162 games is a long season. Baseball lacks the brutality of football and the physical intensity of basketball, but the demands of playing the game, and playing it well, for six full months are exacting. One of the great things about the makeup of this club is that it is quite capable of absorbing injuries, even to its stars, without losing an entire season. Here is a quick rundown of the depth of this team and the one spot that it is most vulnerable.
The Pitching Staff
The Memphis shuttle ran early and often last year. The depth available to this team with young arms was absolutely stunning. This team has proven that it can survive injuries to its staff. Having said that, if 2014 contains the same number and severity of injuries as 2013 it is hard to feature any team being able to stay afloat as well as last year’s. Even an injury to Adam Wainwright would be survivable in the short term.

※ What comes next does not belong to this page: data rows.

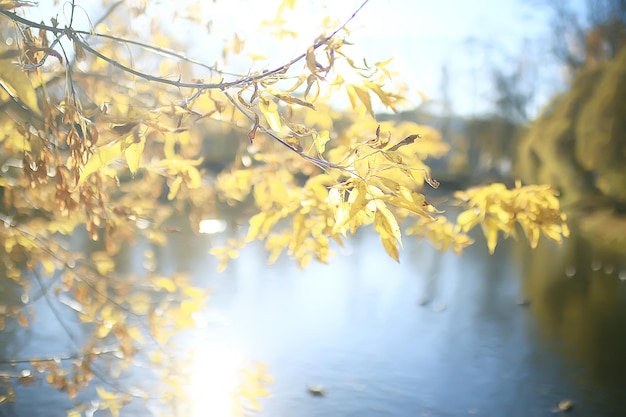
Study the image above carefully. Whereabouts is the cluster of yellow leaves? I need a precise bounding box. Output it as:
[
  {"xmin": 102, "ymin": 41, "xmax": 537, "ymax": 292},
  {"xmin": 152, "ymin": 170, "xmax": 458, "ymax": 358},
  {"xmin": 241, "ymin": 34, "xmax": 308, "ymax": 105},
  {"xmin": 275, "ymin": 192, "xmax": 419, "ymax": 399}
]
[
  {"xmin": 455, "ymin": 182, "xmax": 569, "ymax": 253},
  {"xmin": 0, "ymin": 0, "xmax": 568, "ymax": 415}
]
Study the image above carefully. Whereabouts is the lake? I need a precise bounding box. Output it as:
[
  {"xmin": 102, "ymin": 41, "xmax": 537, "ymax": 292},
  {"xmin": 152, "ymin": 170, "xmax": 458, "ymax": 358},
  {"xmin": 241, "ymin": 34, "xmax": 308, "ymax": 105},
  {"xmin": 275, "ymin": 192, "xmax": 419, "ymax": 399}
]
[{"xmin": 0, "ymin": 214, "xmax": 626, "ymax": 417}]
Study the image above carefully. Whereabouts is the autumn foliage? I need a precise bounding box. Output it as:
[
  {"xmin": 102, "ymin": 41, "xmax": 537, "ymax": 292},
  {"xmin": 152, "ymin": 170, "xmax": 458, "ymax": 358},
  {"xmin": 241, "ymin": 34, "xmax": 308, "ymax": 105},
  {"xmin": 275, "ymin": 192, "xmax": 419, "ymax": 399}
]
[{"xmin": 0, "ymin": 0, "xmax": 568, "ymax": 415}]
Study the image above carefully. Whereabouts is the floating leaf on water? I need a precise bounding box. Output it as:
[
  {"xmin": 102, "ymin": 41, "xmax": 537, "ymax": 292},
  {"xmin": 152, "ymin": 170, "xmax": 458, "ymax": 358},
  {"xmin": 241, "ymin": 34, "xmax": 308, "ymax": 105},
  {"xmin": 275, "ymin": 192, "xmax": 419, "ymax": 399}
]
[{"xmin": 307, "ymin": 385, "xmax": 326, "ymax": 397}]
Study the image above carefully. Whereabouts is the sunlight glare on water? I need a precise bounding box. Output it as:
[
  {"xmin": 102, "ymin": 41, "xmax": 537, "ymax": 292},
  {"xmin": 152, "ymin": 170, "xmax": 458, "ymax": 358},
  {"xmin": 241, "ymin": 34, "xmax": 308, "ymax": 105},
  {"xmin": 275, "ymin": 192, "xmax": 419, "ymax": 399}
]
[{"xmin": 189, "ymin": 342, "xmax": 244, "ymax": 417}]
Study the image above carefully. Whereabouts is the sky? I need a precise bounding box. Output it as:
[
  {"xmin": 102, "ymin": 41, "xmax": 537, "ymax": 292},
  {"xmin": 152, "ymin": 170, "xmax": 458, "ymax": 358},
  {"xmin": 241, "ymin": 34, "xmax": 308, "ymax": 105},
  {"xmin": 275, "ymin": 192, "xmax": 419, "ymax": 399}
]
[
  {"xmin": 19, "ymin": 0, "xmax": 584, "ymax": 116},
  {"xmin": 185, "ymin": 0, "xmax": 583, "ymax": 116}
]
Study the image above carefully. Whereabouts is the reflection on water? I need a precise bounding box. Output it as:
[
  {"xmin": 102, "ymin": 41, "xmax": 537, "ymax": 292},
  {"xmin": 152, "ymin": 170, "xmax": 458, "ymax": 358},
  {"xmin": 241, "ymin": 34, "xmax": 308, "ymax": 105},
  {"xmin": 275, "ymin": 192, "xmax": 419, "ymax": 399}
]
[
  {"xmin": 189, "ymin": 342, "xmax": 244, "ymax": 417},
  {"xmin": 0, "ymin": 216, "xmax": 626, "ymax": 417}
]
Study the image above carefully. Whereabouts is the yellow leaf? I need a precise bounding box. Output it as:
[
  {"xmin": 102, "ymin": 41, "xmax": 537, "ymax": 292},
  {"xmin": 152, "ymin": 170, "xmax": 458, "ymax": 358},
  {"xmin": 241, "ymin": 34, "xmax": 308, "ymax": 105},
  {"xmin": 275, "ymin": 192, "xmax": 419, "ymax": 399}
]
[
  {"xmin": 0, "ymin": 55, "xmax": 41, "ymax": 115},
  {"xmin": 167, "ymin": 177, "xmax": 183, "ymax": 200},
  {"xmin": 313, "ymin": 130, "xmax": 330, "ymax": 154},
  {"xmin": 306, "ymin": 45, "xmax": 317, "ymax": 74},
  {"xmin": 124, "ymin": 136, "xmax": 146, "ymax": 175},
  {"xmin": 128, "ymin": 326, "xmax": 145, "ymax": 343},
  {"xmin": 259, "ymin": 98, "xmax": 281, "ymax": 132},
  {"xmin": 76, "ymin": 141, "xmax": 122, "ymax": 188},
  {"xmin": 456, "ymin": 209, "xmax": 480, "ymax": 232},
  {"xmin": 482, "ymin": 218, "xmax": 498, "ymax": 255},
  {"xmin": 272, "ymin": 92, "xmax": 315, "ymax": 110},
  {"xmin": 352, "ymin": 84, "xmax": 374, "ymax": 117},
  {"xmin": 374, "ymin": 200, "xmax": 402, "ymax": 245}
]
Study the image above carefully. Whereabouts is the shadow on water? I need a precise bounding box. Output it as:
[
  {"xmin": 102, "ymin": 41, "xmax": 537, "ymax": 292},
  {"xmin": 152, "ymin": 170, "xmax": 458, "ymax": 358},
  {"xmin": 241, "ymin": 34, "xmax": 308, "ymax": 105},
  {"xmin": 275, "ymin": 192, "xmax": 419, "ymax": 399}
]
[{"xmin": 0, "ymin": 214, "xmax": 626, "ymax": 417}]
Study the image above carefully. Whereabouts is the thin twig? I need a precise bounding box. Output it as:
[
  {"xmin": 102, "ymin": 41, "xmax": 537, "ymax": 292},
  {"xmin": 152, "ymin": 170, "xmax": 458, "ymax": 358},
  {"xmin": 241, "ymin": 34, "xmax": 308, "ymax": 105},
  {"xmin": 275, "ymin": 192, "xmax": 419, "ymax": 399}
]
[{"xmin": 0, "ymin": 0, "xmax": 369, "ymax": 90}]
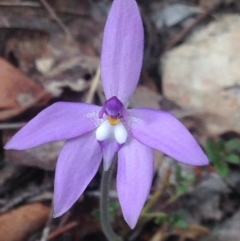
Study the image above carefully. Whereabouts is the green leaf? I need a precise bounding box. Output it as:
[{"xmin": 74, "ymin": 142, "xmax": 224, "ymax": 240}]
[
  {"xmin": 227, "ymin": 154, "xmax": 240, "ymax": 164},
  {"xmin": 174, "ymin": 219, "xmax": 188, "ymax": 228},
  {"xmin": 225, "ymin": 138, "xmax": 240, "ymax": 151}
]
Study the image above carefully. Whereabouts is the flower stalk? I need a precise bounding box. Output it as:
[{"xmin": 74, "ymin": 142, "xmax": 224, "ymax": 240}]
[{"xmin": 100, "ymin": 158, "xmax": 122, "ymax": 241}]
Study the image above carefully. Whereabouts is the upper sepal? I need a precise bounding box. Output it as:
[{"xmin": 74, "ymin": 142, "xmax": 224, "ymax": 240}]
[{"xmin": 101, "ymin": 0, "xmax": 144, "ymax": 104}]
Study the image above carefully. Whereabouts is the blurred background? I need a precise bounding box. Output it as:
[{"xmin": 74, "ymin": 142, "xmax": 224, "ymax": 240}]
[{"xmin": 0, "ymin": 0, "xmax": 240, "ymax": 241}]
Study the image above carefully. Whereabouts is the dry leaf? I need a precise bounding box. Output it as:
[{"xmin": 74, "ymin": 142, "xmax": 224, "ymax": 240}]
[
  {"xmin": 0, "ymin": 58, "xmax": 50, "ymax": 121},
  {"xmin": 0, "ymin": 203, "xmax": 50, "ymax": 241}
]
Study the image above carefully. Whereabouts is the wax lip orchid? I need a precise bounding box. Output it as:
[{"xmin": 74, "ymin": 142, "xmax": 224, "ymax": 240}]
[{"xmin": 5, "ymin": 0, "xmax": 208, "ymax": 228}]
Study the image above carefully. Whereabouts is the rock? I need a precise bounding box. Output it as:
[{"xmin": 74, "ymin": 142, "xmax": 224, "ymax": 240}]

Last season saw trips to the disabled list for Matt Holliday and Allen Craig. The great thing about how this team is set up in the field is that there is enough redundancy to keep this offense humming along, even with a dramatic injury. Craig can hold down right field while providing insurance for left field and first base. Jon Jay can provide insurance for Craig and Holliday if Peter Bourjos starts in center. And hot prospect Oscar Taveras is lurking in the conversation ready to bring his skills to St. Louis whenever called upon. Mark Ellis provides depth and insurance of Kolten Wong at second, and if Matt Carpenter or Jhonny Peralta go down a player such as Daniel Descalso would be a drop off, but the team could survive. The team won 97 games with inadequate offense from third in short in 2013, and they could do it again if necessary. No, the bench is not littered with all-stars, but it is now populated by players who can perform at a reasonable level if necessary.
The Glaring Vulnerability
I almost feel bad calling this a vulnerability because one one hand it is the team’s greatest strength. Sometimes vulnerability is not about the quality of depth in the wings, but the extraordinary quality of the everyday player. Catcher is, in my opinion, the only position on this team to which a serious injury could do major damage for the season as a whole. Despite his light-hitting last year, I really do not think that Tony Cruz is a bad player, but the gap between Yadier Molina and Cruz is cavernous. Molina makes such a positive impact on the pitching staff, on the opposing team’s ability to steal bases, and through his offense that losing him for a long stretch is the one thing that should keep Mike Matheny, John Mozeliak, and the rest of the Cardinal front office up at night. Last year after Molina missed sixteen of eighteen games we heard a lot about how he was going to get more days off, and the team even carried a third catcher on the roster for much of the year. But Molina has never gotten the time off that his talent and aging knees should dictate.
Let’s hope this year the team gets serious about protecting its most important asset.